There are slightly more constraints than that, for instance some of the platforms (principally 9 and 10) are short and can't be used by Pendolinos at all, and 11 car Pendolinos don't fit the other short ones (2 I think plus 5, 6, 9, 10 and 13, 14). And the Cally can only use 1 or 12 if I recall as these are the very long ones.
It mostly seems to be that they prefer to fully clean and service the train before calling it. If they'd just bring it in, tip it out, lock the doors bar the crew ones and call it, people wouldn't all go down at once (if you have a reservation why go and stand by a train for half an hour when you can go for a wee and get your M&S banquet in in that time?). Similarly with WMT, if (aside from the Crewe) there were always two Birminghams shown as available* at once when they're physically there, which they often are, people would go to them in dribs and drabs (and some might choose the later one for better pick of the seats).

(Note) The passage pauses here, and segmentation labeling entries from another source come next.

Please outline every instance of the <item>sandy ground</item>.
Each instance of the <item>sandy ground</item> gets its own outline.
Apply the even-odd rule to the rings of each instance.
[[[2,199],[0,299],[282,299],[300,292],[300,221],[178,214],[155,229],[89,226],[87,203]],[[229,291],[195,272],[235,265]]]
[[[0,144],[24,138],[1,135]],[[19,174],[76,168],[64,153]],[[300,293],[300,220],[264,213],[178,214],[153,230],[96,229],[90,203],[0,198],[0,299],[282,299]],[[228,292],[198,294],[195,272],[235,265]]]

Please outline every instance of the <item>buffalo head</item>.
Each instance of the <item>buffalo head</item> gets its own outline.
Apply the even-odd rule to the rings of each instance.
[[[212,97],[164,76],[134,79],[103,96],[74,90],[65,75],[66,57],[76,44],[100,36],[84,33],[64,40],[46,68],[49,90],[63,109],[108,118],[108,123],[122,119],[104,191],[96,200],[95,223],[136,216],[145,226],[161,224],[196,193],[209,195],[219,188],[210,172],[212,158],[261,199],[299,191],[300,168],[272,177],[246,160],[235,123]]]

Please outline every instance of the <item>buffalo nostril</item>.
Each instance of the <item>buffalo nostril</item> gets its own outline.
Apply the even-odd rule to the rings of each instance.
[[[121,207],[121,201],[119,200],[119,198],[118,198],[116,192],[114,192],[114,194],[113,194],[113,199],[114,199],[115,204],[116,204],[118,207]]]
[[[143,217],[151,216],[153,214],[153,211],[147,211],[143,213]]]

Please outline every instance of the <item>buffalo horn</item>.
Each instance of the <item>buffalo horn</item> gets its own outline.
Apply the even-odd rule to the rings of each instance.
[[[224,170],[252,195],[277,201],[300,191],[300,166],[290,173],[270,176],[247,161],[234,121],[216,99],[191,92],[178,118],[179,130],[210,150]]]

It was also mentioned above that WMT services aren't generally called until the platform staff are present, so one sensible change, if that is a safety/security requirement**, would be to have one TOC dispatch for the whole station regardless of whose trains it is, and have a dispatcher permanently allocated to each platform group so they are always there unless they've briefly popped away for the loo or something.
* I don't think they should put "boarding" actually up until the doors are open, but putting the platform number up would be fine.
** I'm not sure it is because nobody stops you wandering onto platforms when no train is going to be going from there any time soon - if it was, the gates would be more secure and they'd be closed until opened for boarding, which they're not - the default state is open and unstaffed.